実は会見でやりがちな「うっかり普段の気持ちを吐露」

 さて、そこで最後に気になるのは、なぜジュンさんがこういう会見をしてしまったのかということだろう。

 つまり、「子どもを守る会見」と自分で目標設定しておきながら、広末さんの「過去の不倫」や「心の不安定さ」を暴露するという、矛盾した行動を取ったのかということである。

 これから来るべき離婚協議で、親権や財産分与を自身に有利に進めるため、という見方もあるかもしれない。しかし、あのマイペースな会見と、実直な雰囲気を見る限り、そのような策士的な人ではないと感じた。

 となると、「普段から思っていたことを、うっかり吐き出してしまった」のではないかと、個人的には思う。実は会見ではこういうことがよくある。
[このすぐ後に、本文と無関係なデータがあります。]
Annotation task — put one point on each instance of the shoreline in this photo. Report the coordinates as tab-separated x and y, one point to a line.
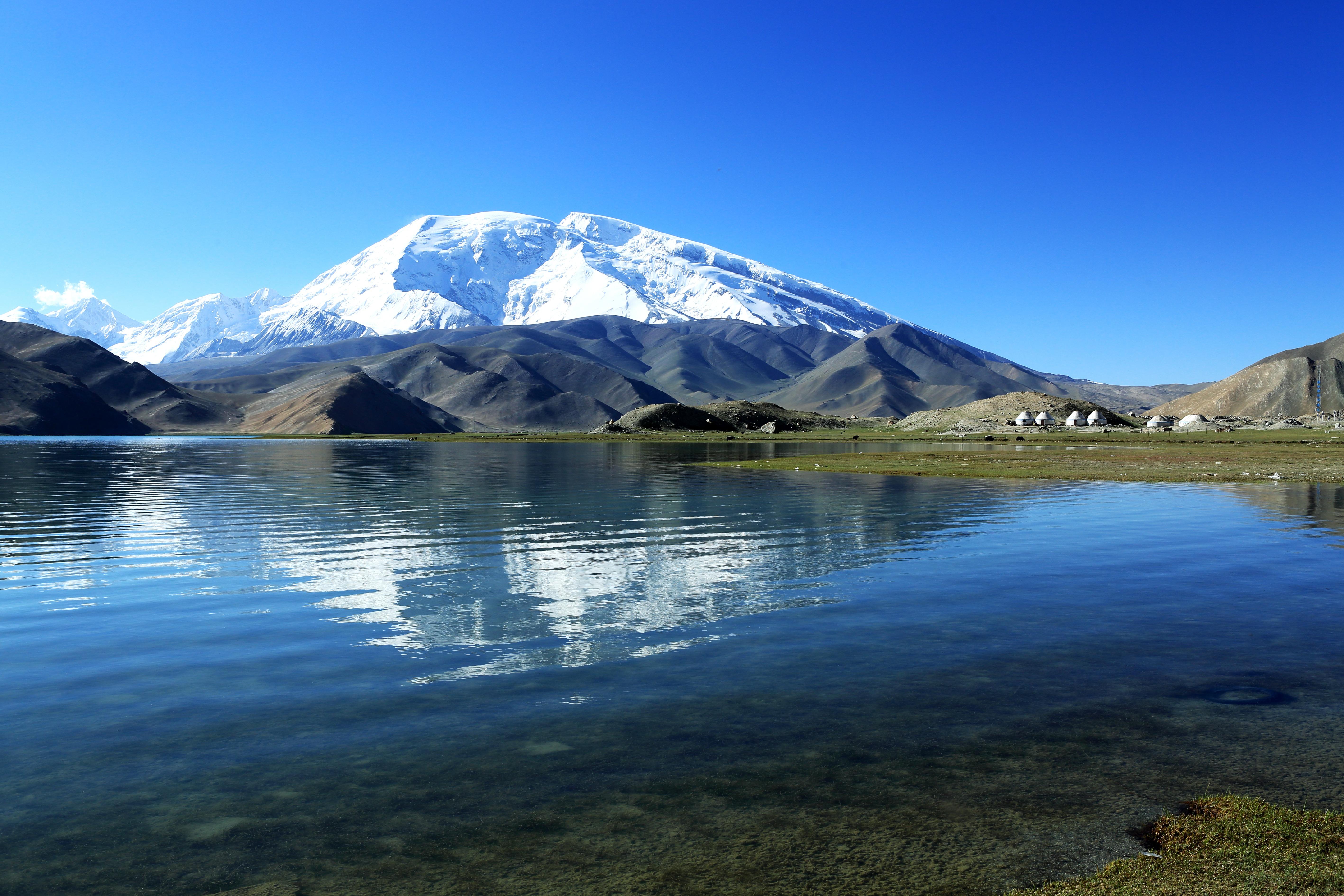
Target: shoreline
1246	456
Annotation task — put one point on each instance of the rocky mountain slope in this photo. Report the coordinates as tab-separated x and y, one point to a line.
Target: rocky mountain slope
501	268
1127	399
99	393
902	369
486	269
607	366
1283	385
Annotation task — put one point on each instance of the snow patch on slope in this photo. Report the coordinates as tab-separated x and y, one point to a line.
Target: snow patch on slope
88	316
189	328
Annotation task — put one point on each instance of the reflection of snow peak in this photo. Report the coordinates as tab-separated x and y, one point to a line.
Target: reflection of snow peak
585	594
501	268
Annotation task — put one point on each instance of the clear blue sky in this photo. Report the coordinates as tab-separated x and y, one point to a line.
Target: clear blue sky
1132	193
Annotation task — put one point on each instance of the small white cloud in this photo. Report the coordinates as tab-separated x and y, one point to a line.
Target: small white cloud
69	296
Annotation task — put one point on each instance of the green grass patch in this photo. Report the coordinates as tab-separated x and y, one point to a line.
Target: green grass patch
1121	459
1224	846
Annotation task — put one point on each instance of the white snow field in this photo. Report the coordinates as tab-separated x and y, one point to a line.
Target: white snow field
494	268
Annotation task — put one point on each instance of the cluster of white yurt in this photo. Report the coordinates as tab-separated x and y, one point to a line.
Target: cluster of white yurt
1045	418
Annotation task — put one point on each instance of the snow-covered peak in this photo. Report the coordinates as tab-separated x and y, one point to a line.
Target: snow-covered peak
189	326
88	316
503	268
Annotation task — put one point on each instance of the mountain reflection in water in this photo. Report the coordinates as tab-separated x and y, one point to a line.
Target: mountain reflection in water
351	663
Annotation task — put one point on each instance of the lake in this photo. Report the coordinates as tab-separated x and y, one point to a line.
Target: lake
390	667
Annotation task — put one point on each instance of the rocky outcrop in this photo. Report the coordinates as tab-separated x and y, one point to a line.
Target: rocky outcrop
674	417
342	405
40	401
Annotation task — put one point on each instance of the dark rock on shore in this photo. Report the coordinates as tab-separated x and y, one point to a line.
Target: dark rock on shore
40	401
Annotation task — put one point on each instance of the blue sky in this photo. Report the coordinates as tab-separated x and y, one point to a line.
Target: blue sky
1134	193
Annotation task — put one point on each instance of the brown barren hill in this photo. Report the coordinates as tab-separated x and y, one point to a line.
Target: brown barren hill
1001	409
341	406
124	386
1283	385
38	401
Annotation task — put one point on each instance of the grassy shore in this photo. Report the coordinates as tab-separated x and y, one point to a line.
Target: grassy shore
1308	455
1198	457
1225	846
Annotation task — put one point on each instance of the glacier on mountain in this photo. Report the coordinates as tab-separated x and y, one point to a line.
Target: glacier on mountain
91	318
493	268
501	268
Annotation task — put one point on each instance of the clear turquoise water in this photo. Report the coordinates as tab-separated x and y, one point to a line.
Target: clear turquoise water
401	667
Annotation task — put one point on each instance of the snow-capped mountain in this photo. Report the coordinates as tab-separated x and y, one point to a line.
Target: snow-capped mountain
501	268
201	327
89	318
491	268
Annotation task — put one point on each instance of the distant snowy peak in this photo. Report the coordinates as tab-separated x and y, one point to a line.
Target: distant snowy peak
502	268
89	318
210	324
493	268
303	327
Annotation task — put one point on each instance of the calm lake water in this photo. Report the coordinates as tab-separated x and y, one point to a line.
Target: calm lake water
589	668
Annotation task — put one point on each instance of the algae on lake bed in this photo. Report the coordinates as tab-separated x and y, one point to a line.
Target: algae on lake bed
1226	846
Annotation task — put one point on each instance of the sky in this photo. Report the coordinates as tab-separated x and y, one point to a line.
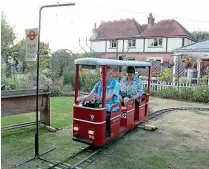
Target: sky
63	27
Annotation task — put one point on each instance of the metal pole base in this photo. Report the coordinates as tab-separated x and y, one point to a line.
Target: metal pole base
36	157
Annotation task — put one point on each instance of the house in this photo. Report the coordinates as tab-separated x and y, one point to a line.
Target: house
151	41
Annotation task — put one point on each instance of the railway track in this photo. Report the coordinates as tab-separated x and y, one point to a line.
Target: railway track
83	157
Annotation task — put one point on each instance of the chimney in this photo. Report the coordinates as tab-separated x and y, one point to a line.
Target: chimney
151	21
94	31
95	28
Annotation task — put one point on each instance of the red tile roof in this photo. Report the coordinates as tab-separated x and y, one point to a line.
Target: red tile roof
166	28
120	29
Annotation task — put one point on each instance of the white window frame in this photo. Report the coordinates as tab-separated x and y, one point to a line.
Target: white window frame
131	43
113	43
155	59
156	42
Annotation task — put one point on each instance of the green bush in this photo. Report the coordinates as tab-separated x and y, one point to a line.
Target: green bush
68	77
55	90
7	83
186	93
201	94
67	90
167	93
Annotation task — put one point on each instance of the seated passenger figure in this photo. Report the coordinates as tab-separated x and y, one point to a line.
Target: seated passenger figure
130	86
112	92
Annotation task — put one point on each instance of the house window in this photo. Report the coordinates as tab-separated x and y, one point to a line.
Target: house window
159	59
132	43
113	44
157	42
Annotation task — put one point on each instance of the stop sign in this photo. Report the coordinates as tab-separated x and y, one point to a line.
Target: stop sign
32	35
 例えば、健康被害が出るような品質事故を起こした企業が会見を開くこととなった時のエピソードを紹介しよう。筆者は報道対策アドバイザーとして立ち会い、会見の目的を、「被害者の救済に全力を注ぐことを社会に伝える」と設定し、そこから逆算する形でメッセージや想定回答を作成した。
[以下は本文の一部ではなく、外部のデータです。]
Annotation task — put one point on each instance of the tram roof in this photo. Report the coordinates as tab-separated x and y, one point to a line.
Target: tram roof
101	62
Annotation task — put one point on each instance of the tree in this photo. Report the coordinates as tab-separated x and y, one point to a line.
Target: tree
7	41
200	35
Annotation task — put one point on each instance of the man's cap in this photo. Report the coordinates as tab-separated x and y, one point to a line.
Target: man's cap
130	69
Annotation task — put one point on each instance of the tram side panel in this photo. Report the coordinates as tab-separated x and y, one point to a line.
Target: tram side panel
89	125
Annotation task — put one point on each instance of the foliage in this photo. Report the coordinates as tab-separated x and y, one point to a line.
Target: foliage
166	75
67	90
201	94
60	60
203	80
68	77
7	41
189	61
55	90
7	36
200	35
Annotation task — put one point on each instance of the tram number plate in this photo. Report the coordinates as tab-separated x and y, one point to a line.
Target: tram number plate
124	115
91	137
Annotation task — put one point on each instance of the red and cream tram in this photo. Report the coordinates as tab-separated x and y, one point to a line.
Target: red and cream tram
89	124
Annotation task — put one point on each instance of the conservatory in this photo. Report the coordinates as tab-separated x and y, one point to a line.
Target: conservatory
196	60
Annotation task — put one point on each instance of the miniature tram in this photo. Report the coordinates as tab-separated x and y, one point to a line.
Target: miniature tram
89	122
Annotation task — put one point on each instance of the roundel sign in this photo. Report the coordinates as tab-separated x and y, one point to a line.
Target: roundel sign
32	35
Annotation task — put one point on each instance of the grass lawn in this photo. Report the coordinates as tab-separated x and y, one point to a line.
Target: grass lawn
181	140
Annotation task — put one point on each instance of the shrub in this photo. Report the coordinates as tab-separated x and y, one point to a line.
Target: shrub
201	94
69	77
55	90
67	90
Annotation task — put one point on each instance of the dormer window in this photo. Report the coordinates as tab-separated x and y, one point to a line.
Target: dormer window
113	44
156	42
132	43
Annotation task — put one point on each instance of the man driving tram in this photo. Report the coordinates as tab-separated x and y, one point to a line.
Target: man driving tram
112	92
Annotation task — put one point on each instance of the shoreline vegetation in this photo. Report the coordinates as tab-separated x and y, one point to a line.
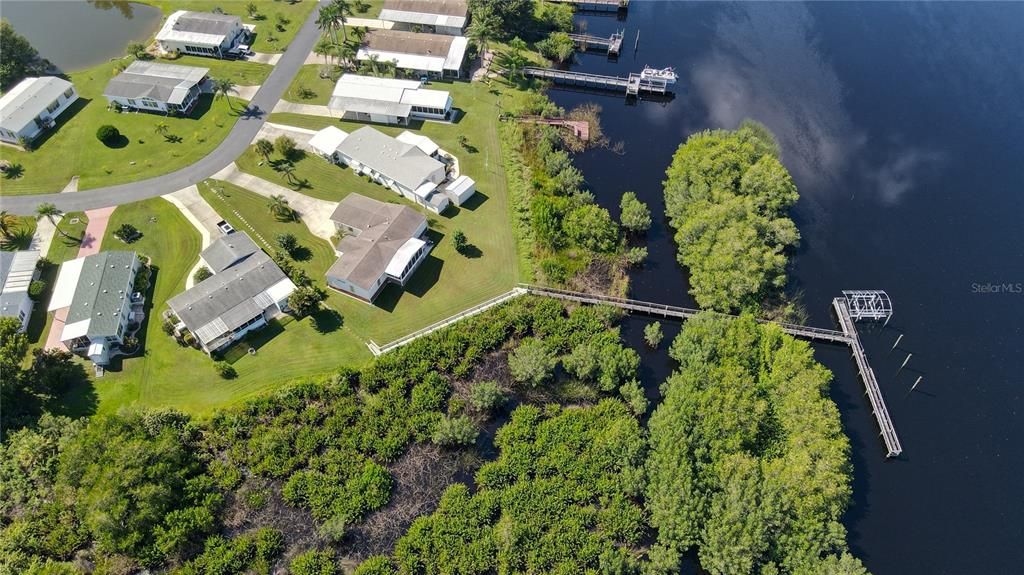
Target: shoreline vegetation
727	195
518	441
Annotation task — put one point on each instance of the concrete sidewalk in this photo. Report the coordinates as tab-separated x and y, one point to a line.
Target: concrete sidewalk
300	135
91	239
43	237
202	216
305	108
314	213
 そして本番、登壇した社長は当初は、筆者のシナリオ通りに話を進めていたのだが、記者からの質問を受けているうちに、「被害を訴えている人の中にはお金目当ての怪しい人もいる」とか「本当に当社の製品のせいなのか因果関係はまだはっきりしていない」などと、筆者が作成した回答にないことをアドリブで口走ってしまったのである。

 会見終了後、ご本人は「なんであんなこと言ってしまったのか」と悔やんでいた。ただ、こういうことはよくある。被害者を軽視しているとかではなく、経営者として「企業防御」が骨の髄まで染み込んでいるので、うっかり本音をこぼしてしまうのだ。

 ジュンさんもそのクチではないかと思う。

 子どもたちをこれ以上、傷つけたくないという思いは本当だろう。だが、一方で、夫婦には夫婦間でしかわからない感情のもつれもある。きっと広末さんに対していろいろと言いたいことを溜め込んでいたのだろう。その不満があのような形で、スポットライトを浴びたことで一気に爆発してしまったのかもしれない。

 いずれにせよ、今回、メディアは広末さんを叩きすぎだ。不倫を叩けば、数字が稼げるというのはよくわかるが、ちょっと度を超えている。ましてや広末さんは心が不安定だというではないか。「最悪の事態」が起きる前に、メディアは不倫報道のガイドラインも整備した方がいいのではないか。